Caroline Aung holds a strong commitment to helping and understanding others. This belief inspired her to write her honors thesis on the ethics of treating patients medically deemed near death who desire to live despite their short-term prognoses. The Ethics Center’s Undergraduate Honors Program allowed her to skillfully examine anthropological and philosophical scholarship and explore new ways of understanding desires for life as it approaches its end. Aung is the winner of the Ethics Center’s annual Lyle and Oliver Cook Prize, which is bestowed upon the graduating senior whose thesis best exemplifies the kind of interdisciplinary scholarship the honors program seeks to foster. We asked Aung about her experience writing an honors thesis.
Why did you decide to participate in the Honors Program in Ethics in Society?
What initially stood out to me about the honors program was its interdisciplinary focus. As an anthropology major with interest in ethical theory, I was excited about pursuing a project that draws from disparate disciplines that I strongly believe have much to offer to each other. Anthropology’s ability to poignantly highlight the intimate narratives and experiences of individuals illuminates aspects of moral thinking often overlooked by ethical philosophers. Ethical philosophy provides helpful frameworks to make sense of the messiness of everyday life, central to ethnography.
In a few sentences, give us a sense of what your honors thesis research was about.
In my thesis, I show how denial, unrealistic optimism, and related mindsets that run against typical biomedical expectations sometimes should not fall prey to common criticism. Drawing on theories of epistemic injustice and the analytics of hope, I show what is morally and humanly significant about taking hospice patients with purportedly irrational attitudes seriously. I conclude with recommendations about how hospice care might be restructured to accommodate a more hopeful healthcare practice. Overall, I aim to expand the ways care providers assess and approach patients who aspire to go on living despite the pessimistic prognoses of medical professionals.
What was the single most rewarding aspect of writing your honors thesis?
The most rewarding aspect of developing my thesis was actively engaging in interdisciplinary thinking. Integrating both ethnography and ethical theory in my writing was something I’d never done before, and was honestly quite intimidating at first. Through this process, I learned that there are some academic costs in engaging with such interdisciplinary writing, but also many rewards including new and productive ways of thinking about complex topics.

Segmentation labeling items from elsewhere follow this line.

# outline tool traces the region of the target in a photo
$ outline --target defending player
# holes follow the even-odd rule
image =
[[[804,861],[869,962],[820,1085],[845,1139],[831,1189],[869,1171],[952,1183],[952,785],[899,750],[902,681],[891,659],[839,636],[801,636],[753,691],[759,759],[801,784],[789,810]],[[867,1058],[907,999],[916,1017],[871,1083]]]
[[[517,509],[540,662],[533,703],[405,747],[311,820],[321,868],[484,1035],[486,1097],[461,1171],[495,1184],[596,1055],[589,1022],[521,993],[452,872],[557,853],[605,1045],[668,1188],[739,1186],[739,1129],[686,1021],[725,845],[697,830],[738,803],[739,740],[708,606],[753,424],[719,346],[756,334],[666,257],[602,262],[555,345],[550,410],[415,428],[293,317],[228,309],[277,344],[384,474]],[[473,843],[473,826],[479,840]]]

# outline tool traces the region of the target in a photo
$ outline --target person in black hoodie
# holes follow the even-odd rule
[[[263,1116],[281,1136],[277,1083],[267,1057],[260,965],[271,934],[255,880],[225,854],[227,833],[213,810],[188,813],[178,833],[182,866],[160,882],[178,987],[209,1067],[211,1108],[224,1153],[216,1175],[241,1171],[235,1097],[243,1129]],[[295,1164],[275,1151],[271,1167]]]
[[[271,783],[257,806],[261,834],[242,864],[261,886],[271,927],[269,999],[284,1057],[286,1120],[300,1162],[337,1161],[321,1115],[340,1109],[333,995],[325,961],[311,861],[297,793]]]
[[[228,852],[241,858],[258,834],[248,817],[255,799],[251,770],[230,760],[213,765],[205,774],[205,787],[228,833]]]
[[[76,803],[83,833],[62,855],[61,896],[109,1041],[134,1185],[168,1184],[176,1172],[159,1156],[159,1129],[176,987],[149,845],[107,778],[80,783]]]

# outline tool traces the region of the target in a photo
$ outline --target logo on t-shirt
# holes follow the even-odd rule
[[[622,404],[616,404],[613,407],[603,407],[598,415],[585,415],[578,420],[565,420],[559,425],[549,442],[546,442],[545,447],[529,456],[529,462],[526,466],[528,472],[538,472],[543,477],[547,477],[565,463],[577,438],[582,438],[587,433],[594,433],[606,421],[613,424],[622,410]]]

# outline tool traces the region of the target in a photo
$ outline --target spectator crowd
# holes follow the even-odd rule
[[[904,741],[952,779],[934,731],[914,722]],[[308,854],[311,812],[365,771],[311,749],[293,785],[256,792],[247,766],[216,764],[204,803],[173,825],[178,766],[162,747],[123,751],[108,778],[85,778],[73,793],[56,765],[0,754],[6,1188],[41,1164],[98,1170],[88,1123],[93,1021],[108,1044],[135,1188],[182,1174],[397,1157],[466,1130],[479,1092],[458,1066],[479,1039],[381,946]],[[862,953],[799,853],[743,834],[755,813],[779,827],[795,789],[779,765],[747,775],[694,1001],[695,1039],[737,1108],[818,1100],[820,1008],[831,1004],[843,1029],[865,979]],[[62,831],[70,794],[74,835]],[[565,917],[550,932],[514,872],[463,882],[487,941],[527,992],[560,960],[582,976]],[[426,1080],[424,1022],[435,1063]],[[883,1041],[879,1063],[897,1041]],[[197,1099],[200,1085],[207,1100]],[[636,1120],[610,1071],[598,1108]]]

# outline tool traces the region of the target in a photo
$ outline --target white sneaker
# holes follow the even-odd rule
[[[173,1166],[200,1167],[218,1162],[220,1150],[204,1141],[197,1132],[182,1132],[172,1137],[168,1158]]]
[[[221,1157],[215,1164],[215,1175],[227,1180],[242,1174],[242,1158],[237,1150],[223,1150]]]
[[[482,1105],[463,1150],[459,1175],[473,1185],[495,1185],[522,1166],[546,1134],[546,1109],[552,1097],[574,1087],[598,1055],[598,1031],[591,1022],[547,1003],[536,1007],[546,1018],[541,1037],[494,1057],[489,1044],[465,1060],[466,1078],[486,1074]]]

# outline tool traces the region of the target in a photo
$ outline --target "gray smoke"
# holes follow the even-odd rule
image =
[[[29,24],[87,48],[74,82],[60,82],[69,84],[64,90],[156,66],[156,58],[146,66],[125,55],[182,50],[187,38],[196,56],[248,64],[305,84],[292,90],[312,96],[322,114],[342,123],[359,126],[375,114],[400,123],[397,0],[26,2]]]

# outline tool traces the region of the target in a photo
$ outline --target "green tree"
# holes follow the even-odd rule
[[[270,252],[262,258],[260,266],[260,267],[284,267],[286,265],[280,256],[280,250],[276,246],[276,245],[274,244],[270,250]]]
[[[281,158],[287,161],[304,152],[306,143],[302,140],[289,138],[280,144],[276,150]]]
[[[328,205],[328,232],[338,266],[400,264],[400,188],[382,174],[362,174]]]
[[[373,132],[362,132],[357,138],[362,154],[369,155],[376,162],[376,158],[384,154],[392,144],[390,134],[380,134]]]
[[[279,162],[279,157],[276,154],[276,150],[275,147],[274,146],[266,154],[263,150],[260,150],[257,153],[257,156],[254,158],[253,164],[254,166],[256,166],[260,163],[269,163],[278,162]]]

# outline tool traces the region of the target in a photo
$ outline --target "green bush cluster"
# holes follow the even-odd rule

Beyond your thesis, what are some of the most memorable moments of your Stanford undergraduate experience?
The most meaningful aspect of my Stanford experience has been developing close friendships with people. I’ve gotten to know some of the kindest, funniest, and most thoughtful people on campus. I feel very lucky knowing that I’ll carry some of these friendships with me for the rest of my life.
What opportunities would you like to pursue within the next five years?
I’m going to take a gap year after graduation to work in community health. I hope to use this time to further explore pressing issues in public health as well as figure out what kind of graduate school I’d like to pursue. I’m currently considering programs in public health, public policy, and medical anthropology/sociology.